Fitzroy’s Grub Food Van is upping its ‘luxury picnic service’ this winter by extending its kitchen hours into the evening. From 1 May 2015 cosy winter dinners will be served to greenhouse glampers every Tuesday to Saturday evening.
Grub’s seasonal and shareable menus are served indoors and/or outdoors as the seasons dictate. In summer ‘picnickers’ sit in the courtyard soaking up the sun next to the Airstream that pumps out Five Senses coffee and bespoke water beverages for the friendly hounds that have made Grub their local hangout too. When winter comes, service moves inside the large greenhouse where picnic tables sit amongst an eccentric sprawl of garden gnomes and bric-a-brac, a ping-pong table beckons caffeinated heroes, and the plant-life sees a communing of green thumbs.
Grub has always encouraged diners to break bread, to share, to eat informally around the campfire of their Fitzroy postcode. There is table service, but the idea at Grub is to make yourself comfortable and the picnic will come to you. In the three years since Grub began as a tea-and-toast café running out of the Airstream, Grub has retained its casual come-as-you-are demeanor whilst growing its fully-fledged breakfast, lunch and beverages menus into covetable feasts.

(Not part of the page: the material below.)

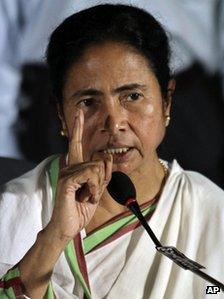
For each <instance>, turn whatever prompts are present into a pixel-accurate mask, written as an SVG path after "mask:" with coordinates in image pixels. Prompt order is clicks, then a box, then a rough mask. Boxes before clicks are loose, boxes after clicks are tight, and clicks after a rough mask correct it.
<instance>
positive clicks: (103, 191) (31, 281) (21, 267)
mask: <svg viewBox="0 0 224 299" xmlns="http://www.w3.org/2000/svg"><path fill="white" fill-rule="evenodd" d="M82 129H83V114H82V113H80V114H79V116H78V117H77V119H76V121H75V126H74V131H73V136H72V138H71V141H70V144H69V159H68V160H69V163H68V166H67V167H65V168H64V169H62V170H61V172H60V175H59V180H58V185H57V191H56V198H55V205H54V210H53V214H52V217H51V220H50V222H49V224H48V225H47V226H46V228H45V229H44V230H43V231H42V232H41V233H40V234H38V237H37V239H36V242H35V243H34V245H33V246H32V247H31V249H30V250H29V251H28V252H27V253H26V255H25V256H24V257H23V259H22V260H21V261H20V262H19V265H18V268H19V271H20V278H21V281H22V283H23V285H24V288H25V294H26V295H27V296H28V297H31V298H32V299H36V298H38V299H40V298H43V296H44V294H45V292H46V290H47V287H48V285H49V282H50V278H51V275H52V272H53V268H54V266H55V263H56V262H57V260H58V258H59V257H60V254H61V253H62V252H63V250H64V248H65V246H66V245H67V243H68V242H69V241H70V240H72V239H73V238H74V237H75V236H76V235H77V234H78V233H79V232H80V230H82V229H83V228H84V227H85V226H86V225H87V224H88V223H89V221H90V220H91V218H92V217H93V215H94V213H95V210H96V208H97V206H98V203H99V200H100V198H101V196H102V193H103V192H104V190H105V187H106V185H107V184H108V182H109V180H110V176H111V172H112V161H111V158H110V157H107V158H106V157H105V161H99V160H98V161H90V162H83V158H82V148H81V142H79V140H81V136H82Z"/></svg>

The new dinner menus follow suit. Chefs Damien Wearne (Seven Seeds) and Steve Giblett (The European) will focus on market-fresh, seasonal fare and a menu that encourages a shared and social dining experience best consumed by the warmth of Grub’s fire.
On any particular night the winter feast might offer seared lamb back-strap with smoked chèvre and roast baby beats, organic poussin with potato dauphinoise, grilled garfish with pea puree and fresh horseradish, semolina gnocchi with wild mushroom ragout, Middle Eastern spiced chicken with wild rice, almonds, golden raisins and yoghurt, and a vegetable stew of borlotti beans, purple potatoes, roast carrot and Tuscan kale.
Front of House manager Jette Dreger (Panama Dining Room) created the wine list in a similar spirit of en famille. The list encompasses Australian wines with a focus on biodynamic, organic and small wineries, with a range of varieties that will all be available by glass, on rotation. What’s open on a particular night will depend on the collective inclination.
Mixologist and barista Yuta Taneka (Auction Rooms) has taken charge of the beer, cider and cocktail menu while also overseeing the daytime tea and coffee service.
The Grub kitchen opens at 8am and will continue to serve breakfast and lunch until 5pm, when the dinner menu kicks in. Drinks and coffee are always served from 8am until close.
WHAT: Glamping Dinners
WHERE: Grub Food Van, 87-89 Moor Street, Fitzroy
WHEN: Open 8am-10pm Tues – Sat, 8am-6pm Sun. Dinner is served: Tues – Sat 5pm-9pm, Drinks until close.